About thirty years ago, I met William S. Burroughs and had him sign my hardcover copy of Naked Lunch, which I duly lost. By contrast, R. Luke Dubois met Burroughs and found a clever idea. He came up with a literary art exhibition that basically out-Burroughed Burroughs.
The cut-up technique, which Burroughs adopted from the Dadaists and popularized, involved taking a preexisting work and basically slicing and dicing it into a new work. The centerpiece of Dubois’s newest solo show at Bitforms gallery, Portraits, features an Hermes Rocket Typewriter, the same typewriter on which Burroughs worked and with which DuBois cut the text from Junkie into twenty five staccato-like poems hand-typed on paper. Additionally, on a pedestal holding the Hermes Rocket, hangs a pair of headphones. Through it, one can hear the old Beatnik himself growling in his distinct voice, doing a three hour reading of his 1953 work, while the text is projected onto a screen a few feet away. This piece, “Prosody,” is a high def, single channel generative video.
But when you first enter the gallery, you’re greeted by two flat screens featuring circus performers from Circus Sarasota, loops of Gena Shvartsman, “the Juggler Extrodinaire” and “Texas” Jack Fulbright, “fastest roper in the West.” Both screens are placed in gilded wooden frames giving a folksy quaintness to our otherwise high tech age. Likewise, the third part of the show, “(Pop) Icon, Britney,” is another gilded framed flat screen. It features a 60-minute loop of still photos of the great Ms. Spears.
Flatscreen portraits are a key medium in DuBois’s work.

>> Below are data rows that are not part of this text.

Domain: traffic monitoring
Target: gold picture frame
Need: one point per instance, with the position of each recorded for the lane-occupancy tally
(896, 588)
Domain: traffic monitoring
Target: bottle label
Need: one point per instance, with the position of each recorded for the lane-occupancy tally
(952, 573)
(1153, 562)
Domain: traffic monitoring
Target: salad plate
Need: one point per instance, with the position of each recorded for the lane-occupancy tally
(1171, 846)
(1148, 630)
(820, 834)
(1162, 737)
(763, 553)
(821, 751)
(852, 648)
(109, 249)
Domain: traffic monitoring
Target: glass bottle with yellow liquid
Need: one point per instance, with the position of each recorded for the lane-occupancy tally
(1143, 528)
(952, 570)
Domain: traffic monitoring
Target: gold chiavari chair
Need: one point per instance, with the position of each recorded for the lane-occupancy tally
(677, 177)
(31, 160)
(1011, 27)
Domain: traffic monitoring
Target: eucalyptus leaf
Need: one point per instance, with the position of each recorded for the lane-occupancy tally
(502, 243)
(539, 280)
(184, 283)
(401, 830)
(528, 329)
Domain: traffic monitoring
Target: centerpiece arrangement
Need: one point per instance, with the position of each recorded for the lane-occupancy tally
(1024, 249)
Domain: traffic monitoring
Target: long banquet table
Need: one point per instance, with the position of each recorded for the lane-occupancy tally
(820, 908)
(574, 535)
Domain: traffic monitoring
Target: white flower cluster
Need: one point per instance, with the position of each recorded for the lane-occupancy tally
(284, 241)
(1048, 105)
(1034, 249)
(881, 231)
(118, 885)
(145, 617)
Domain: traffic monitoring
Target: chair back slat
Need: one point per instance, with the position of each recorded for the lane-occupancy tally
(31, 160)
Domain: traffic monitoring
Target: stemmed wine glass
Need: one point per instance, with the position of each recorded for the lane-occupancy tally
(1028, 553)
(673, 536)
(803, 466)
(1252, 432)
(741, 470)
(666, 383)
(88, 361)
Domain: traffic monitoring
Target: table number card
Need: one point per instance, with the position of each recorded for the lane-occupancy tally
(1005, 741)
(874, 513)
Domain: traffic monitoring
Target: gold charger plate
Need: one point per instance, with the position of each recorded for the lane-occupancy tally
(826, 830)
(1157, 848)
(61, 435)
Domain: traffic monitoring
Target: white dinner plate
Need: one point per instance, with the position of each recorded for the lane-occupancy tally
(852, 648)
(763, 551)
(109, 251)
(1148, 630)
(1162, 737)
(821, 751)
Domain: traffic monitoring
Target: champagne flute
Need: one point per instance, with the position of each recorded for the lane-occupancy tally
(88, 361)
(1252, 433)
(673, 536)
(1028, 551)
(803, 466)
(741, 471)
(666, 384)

A half a dozen of these portraits follow, all loops of musicians, each playing their instruments. (Alex Waterman, on cello, Melvin Gibbs, on electric bass, Natacha Diels, on flute, Elliot Sharp, on guitar, Bora Yoon, on vocals and instruments, Todd Reynolds on violin, and Chris McIntyre on trombone.) Since Dubois himself is an accomplished musician — you hear his music when you first enter the gallery — these works are odes to musicians he has collaborated with over the years.
His final piece, disconnected from the others, is the inkjet on paper “Self Portrait.” It is a galaxy imaging of Dubois’s email universe, ranging from 1993 to the present. The center of his universe are the people closest to him who he e-corresponds with regularly and as one goes further and further out in space, the exchanges are gradually less common. Although the concept seems amusing, there is something strangely touching when you consider those lone, one-time emails sent off to people we will probably never communicate with again. Maybe someone out there along the very fringes of the email cosmos will find my long lost copy of Naked Lunch.
R. Luke DuBois: Portraits continues at Bitforms (131 Allen Street, Lower East Side, Manhattan) through October 19.